The festival’s organizer, Fyre Media – a company founded by the festival’s mastermind Billy McFarland and rapper Ja Rule – on Tuesday settled a $2 million class-action lawsuit, The New York Times reported Thursday.
McFarland, 29, previously pleaded guilty to wire fraud and is currently serving a six-year prison sentence. He previously paid out several million to two attendees of the festival who purchased VIP experiences.

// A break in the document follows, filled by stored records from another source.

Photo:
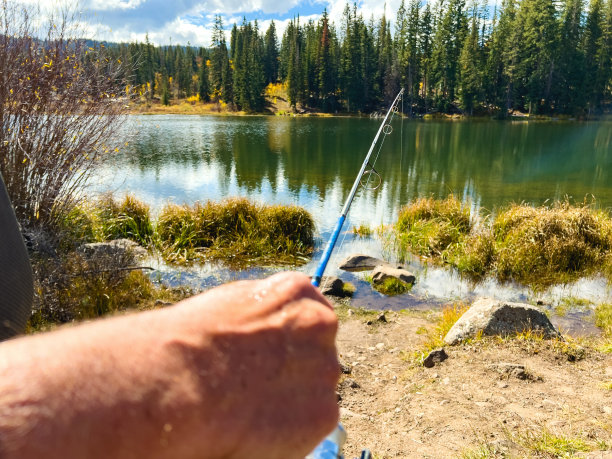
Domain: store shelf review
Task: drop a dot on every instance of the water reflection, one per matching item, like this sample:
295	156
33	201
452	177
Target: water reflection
312	162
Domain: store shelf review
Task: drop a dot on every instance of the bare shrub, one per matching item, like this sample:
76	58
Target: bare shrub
59	106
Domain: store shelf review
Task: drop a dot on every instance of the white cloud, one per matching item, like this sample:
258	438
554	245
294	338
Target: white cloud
182	21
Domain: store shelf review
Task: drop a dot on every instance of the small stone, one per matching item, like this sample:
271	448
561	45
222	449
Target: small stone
382	272
360	262
162	303
334	286
345	368
436	356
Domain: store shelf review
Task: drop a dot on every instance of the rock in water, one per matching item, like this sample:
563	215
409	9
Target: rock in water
436	356
493	317
382	272
360	263
115	248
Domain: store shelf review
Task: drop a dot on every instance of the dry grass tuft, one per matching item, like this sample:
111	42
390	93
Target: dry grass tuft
536	246
236	231
552	244
430	227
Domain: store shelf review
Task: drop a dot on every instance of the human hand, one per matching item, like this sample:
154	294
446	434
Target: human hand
272	343
248	369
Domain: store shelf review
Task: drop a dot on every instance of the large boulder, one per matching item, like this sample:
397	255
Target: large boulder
383	272
493	317
361	262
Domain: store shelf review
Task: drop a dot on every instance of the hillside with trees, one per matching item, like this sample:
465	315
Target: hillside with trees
529	56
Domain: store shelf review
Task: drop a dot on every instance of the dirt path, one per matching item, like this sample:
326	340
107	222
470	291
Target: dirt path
464	406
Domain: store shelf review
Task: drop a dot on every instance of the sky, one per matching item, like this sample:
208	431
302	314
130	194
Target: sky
190	21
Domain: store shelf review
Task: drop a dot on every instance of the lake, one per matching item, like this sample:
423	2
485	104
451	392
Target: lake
312	162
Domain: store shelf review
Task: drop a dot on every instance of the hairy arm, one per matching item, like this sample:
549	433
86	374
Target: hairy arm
246	370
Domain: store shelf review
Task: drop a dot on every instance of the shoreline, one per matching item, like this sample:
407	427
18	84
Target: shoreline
216	109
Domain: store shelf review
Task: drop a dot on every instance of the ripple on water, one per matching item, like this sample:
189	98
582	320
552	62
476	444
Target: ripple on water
435	286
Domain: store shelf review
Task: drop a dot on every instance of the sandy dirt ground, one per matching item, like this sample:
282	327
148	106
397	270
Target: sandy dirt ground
470	405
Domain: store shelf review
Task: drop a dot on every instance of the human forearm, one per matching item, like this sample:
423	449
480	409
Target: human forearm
181	382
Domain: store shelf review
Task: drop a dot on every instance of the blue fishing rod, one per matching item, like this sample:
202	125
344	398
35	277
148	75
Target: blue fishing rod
331	446
316	279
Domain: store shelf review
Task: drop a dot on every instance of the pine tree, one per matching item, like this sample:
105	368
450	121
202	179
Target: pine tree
470	65
447	45
593	34
203	79
326	76
220	71
536	22
569	87
425	51
271	54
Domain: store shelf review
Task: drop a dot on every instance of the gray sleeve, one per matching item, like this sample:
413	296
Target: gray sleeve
16	284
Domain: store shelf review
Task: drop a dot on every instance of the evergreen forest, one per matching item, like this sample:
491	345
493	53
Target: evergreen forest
541	57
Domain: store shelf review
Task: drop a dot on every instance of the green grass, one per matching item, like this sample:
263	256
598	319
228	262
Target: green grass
535	246
107	219
362	231
603	319
544	443
431	228
236	231
390	286
434	336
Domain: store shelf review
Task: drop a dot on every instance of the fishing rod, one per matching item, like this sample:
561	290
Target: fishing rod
331	446
316	279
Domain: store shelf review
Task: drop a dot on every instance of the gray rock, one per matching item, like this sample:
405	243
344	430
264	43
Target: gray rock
332	285
361	263
513	370
382	272
345	368
116	248
436	356
493	317
349	383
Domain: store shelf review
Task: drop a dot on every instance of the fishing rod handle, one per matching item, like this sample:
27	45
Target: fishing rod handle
316	279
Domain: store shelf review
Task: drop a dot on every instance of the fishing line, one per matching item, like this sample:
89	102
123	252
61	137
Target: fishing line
387	130
402	139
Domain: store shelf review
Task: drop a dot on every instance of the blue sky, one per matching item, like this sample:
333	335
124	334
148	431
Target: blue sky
182	21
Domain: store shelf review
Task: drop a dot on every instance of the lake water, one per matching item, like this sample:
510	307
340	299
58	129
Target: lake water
312	162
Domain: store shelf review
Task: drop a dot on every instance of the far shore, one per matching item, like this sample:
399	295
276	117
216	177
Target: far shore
184	107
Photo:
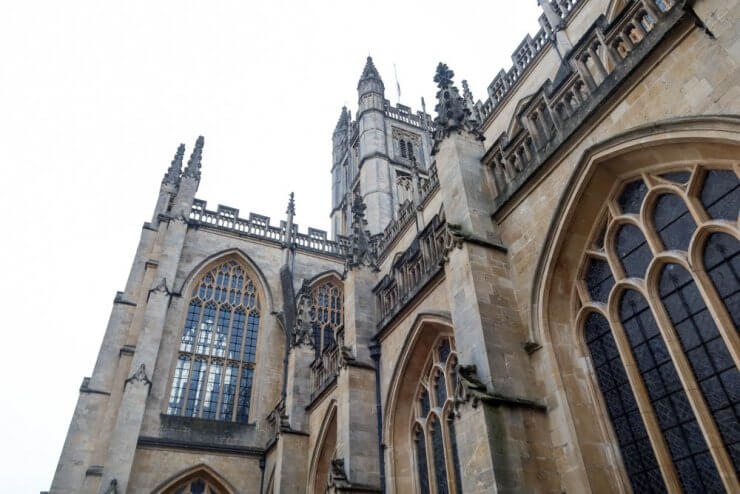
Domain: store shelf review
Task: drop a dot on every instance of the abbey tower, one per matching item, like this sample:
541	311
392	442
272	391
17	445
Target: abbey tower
536	291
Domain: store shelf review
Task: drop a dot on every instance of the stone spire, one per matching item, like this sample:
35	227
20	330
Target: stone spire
173	172
343	121
370	73
452	111
193	168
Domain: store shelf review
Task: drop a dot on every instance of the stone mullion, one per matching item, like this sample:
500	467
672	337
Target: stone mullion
692	389
657	440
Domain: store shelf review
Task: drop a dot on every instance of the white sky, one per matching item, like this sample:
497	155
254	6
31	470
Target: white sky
95	96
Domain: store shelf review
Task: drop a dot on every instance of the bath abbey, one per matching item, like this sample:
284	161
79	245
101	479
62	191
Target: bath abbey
534	290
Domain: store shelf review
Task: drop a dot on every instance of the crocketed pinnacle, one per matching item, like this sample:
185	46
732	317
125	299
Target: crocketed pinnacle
343	121
370	72
193	168
173	172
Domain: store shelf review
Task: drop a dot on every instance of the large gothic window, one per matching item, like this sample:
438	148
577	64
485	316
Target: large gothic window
326	314
661	294
217	349
433	433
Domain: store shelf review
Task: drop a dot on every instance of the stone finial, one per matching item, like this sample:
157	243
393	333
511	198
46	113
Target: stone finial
452	111
370	73
193	168
173	172
291	205
343	121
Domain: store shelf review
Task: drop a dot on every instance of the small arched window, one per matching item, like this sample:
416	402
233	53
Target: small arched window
433	432
218	346
326	313
672	321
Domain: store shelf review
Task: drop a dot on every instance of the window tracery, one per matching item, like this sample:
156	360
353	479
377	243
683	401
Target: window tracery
217	352
650	236
433	430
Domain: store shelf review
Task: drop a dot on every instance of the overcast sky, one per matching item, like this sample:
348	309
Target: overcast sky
95	96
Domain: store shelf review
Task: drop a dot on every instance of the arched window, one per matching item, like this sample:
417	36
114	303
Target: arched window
674	334
218	347
326	313
433	432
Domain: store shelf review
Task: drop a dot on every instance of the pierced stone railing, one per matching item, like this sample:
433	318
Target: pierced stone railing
523	56
412	270
258	226
603	57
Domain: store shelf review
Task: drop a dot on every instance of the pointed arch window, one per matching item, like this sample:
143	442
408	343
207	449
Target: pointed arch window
433	433
326	312
218	346
676	333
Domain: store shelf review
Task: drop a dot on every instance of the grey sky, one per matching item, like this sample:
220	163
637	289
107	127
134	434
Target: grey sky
95	96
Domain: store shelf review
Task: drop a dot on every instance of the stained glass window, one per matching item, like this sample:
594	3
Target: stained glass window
701	335
326	314
637	453
439	437
218	346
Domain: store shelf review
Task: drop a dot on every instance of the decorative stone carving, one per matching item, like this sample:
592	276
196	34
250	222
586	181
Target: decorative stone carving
468	387
338	475
361	251
140	376
452	112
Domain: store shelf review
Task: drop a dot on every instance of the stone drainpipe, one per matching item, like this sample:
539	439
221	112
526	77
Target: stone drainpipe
375	354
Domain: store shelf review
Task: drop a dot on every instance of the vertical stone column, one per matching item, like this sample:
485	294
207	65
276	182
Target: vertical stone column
357	426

Fyre Festival became the subject of competing Netflix and Hulu documentaries which revealed the chaotic and disorganized efforts to put the festival together on the Bahamas’ Great Exuma; thousands of attendees arrived to the island expecting luxury accommodations only to find disaster tents usually used for refugees. All of the musical acts had also canceled.
The dinner that @fyrefestival promised us was catered by Steven Starr is literally bread, cheese, and salad with dressing. #fyrefestival pic.twitter.com/I8d0UlSNbd
— Trevor DeHaas (@trev4president) April 28, 2017
The lawsuit settled this week alleged that Ja Rule and McFarland knew for months that the festival “was dangerously underequipped and posed a serious danger to anyone in attendance.”
“Billy went to jail, ticket holders can get some money back, and some very entertaining documentaries were made,” Ben Meiselas, an attorney for the plaintiffs, told The Times. “Now that’s justice.”